Journalists have traditionally been taught to avoid superlatives and other sweeping statements. Yet the New York Times just made that rookie mistake and ended up publishing an erroneous description of the track record of Toshiba prior to the recently disclosed accounting scandal that has led to the resignation of the top executives of the Japanese electronics giant.
“Toshiba Quickly Loses a Spotless Reputation” was the headline of the print version of the flawed effort by the Times to put the revelations in context. This may be the first case of extensive accounting fraud at the company, but Toshiba’s track record is far from spotless.
For example, like numerous other Japanese manufacturers, Toshiba has been the subject of price-fixing allegations. In 2012 the company paid $21 million to settle a U.S. class action case involving LCD flat panel screens after a jury ruled against the company and awarded $87 million to the plaintiffs. In 2010 Toshiba was fined 17.6 million euros for its role in a case brought by the European Union charging ten producers of memory chips with anti-competitive behavior.
In 1999 Toshiba committed to spend up to $2.1 billion to settle a class-action lawsuit alleging that the company had sold millions of defective laptop computers in the United States. The following year it agreed to pay $33 million to settle claims that it sold substandard equipment to federal agencies.
Going back further, Toshiba was involved in a scandal in 1987 over allegations that one of its subsidiaries violated Western export controls by selling submarine sound-dampening equipment to the Soviet Union. The incident led to resignations of top executives and temporary restrictions on U.S. imports of certain Toshiba products.
The lesson that the Times failed to grasp is that corporate misconduct rarely emerges out of nowhere. In fact, the 300-page report on the accounting scandal prepared by outside lawyers and accountants (the English version of which as of this writing has not been made public) charges that improprieties such as the overstatement of profits had been going on for at least seven years. Given what came to light in the Olympus scandal of a few years back, it is possible that subsequent revelations will show that Toshiba was cooking the books for a much longer period.
One thing that can be said about Japanese corporate scandals is that they usually lead to rapid resignations of top executives. Toshiba is also replacing half the members on its board of directors. Such house cleaning does not always occur at U.S. corporations involved in misconduct cases.

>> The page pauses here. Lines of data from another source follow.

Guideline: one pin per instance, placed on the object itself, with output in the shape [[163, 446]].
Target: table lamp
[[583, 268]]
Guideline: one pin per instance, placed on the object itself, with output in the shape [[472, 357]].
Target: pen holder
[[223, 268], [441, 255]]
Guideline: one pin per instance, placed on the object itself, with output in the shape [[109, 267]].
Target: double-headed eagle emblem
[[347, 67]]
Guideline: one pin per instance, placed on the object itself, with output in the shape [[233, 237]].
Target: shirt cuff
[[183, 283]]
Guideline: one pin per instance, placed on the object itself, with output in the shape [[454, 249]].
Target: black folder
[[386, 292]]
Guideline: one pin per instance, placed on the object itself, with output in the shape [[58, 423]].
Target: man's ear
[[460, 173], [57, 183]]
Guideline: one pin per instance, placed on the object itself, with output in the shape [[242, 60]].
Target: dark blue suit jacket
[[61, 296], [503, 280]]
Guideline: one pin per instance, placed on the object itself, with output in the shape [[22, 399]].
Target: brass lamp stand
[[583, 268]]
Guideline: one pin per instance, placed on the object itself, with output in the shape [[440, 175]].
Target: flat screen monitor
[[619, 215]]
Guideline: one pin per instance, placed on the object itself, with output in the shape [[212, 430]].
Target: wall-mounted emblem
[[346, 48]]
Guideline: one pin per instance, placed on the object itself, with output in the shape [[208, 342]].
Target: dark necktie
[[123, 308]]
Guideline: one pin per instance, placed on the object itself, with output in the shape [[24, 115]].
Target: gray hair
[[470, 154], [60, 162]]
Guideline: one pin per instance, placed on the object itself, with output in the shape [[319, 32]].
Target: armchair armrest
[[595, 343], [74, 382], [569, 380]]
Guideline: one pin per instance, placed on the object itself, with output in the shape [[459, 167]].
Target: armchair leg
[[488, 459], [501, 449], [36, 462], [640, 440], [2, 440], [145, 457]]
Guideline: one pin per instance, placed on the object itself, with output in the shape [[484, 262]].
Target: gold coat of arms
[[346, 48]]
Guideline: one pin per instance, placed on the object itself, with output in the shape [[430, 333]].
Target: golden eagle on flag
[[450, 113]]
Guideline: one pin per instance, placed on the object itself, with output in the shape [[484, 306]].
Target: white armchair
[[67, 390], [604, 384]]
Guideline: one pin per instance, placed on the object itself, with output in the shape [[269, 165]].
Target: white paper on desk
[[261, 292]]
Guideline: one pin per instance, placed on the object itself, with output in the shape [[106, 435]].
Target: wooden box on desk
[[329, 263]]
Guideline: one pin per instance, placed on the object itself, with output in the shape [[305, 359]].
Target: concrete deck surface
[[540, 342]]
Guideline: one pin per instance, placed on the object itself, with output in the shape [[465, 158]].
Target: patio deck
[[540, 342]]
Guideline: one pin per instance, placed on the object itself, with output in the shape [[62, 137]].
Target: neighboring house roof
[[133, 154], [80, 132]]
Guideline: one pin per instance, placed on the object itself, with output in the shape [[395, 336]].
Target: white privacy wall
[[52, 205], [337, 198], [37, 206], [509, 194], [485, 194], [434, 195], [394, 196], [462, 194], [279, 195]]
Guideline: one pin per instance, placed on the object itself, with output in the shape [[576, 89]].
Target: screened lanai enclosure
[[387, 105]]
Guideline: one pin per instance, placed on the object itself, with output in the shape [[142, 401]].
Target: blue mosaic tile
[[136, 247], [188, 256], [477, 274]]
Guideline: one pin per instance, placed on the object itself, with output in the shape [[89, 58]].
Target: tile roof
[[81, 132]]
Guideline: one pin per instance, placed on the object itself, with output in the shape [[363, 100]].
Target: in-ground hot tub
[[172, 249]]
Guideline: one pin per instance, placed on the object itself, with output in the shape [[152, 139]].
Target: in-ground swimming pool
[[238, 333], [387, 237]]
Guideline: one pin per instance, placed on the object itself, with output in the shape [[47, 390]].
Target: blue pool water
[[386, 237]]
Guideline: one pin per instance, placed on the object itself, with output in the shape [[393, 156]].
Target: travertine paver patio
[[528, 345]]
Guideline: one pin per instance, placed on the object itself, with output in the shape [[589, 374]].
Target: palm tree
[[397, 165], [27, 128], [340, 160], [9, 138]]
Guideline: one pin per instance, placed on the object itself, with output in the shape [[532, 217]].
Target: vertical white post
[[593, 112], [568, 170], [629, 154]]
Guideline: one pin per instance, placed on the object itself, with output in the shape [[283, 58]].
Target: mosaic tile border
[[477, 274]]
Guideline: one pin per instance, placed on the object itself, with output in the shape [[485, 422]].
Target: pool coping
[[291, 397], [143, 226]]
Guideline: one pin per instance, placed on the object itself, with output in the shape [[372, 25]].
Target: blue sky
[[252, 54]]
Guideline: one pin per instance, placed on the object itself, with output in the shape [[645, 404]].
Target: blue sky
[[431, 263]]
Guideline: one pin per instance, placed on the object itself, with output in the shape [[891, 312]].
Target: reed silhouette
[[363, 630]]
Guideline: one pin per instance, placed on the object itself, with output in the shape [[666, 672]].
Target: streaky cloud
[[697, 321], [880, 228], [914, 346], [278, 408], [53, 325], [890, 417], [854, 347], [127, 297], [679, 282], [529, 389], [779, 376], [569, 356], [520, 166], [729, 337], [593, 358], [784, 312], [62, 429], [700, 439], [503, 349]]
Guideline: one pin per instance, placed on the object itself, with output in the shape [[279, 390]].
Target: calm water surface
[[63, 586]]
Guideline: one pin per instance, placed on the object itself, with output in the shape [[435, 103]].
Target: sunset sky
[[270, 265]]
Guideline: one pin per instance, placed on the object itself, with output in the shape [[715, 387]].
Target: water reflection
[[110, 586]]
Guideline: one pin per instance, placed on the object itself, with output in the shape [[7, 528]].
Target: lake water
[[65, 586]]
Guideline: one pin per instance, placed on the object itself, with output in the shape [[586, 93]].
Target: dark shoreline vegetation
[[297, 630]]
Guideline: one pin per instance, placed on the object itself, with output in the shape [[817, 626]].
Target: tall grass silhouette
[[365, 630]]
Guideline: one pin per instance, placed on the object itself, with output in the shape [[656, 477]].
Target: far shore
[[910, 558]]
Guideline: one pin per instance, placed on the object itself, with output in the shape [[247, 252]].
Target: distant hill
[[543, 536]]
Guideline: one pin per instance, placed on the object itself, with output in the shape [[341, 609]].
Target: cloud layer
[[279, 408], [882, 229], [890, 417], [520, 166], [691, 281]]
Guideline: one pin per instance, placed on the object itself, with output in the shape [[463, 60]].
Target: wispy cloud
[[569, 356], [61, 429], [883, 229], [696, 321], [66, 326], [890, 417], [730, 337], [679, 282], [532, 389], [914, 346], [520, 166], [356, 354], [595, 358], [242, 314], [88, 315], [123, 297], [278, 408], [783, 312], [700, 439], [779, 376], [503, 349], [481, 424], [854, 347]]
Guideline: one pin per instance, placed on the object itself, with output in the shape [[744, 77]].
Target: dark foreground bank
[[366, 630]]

We have examples such as JPMorgan Chase, which has had to pay out billions of dollars to settle a variety of lawsuits and regulatory actions, including a recent one involving manipulation of foreign exchange markets that required the bank to plead guilty to a criminal charge. Throughout this all, Jamie Dimon had remained in place as CEO and, unlike apologetic Japanese executives, has loudly denounced regulators and prosecutors. American business does not believe in shame.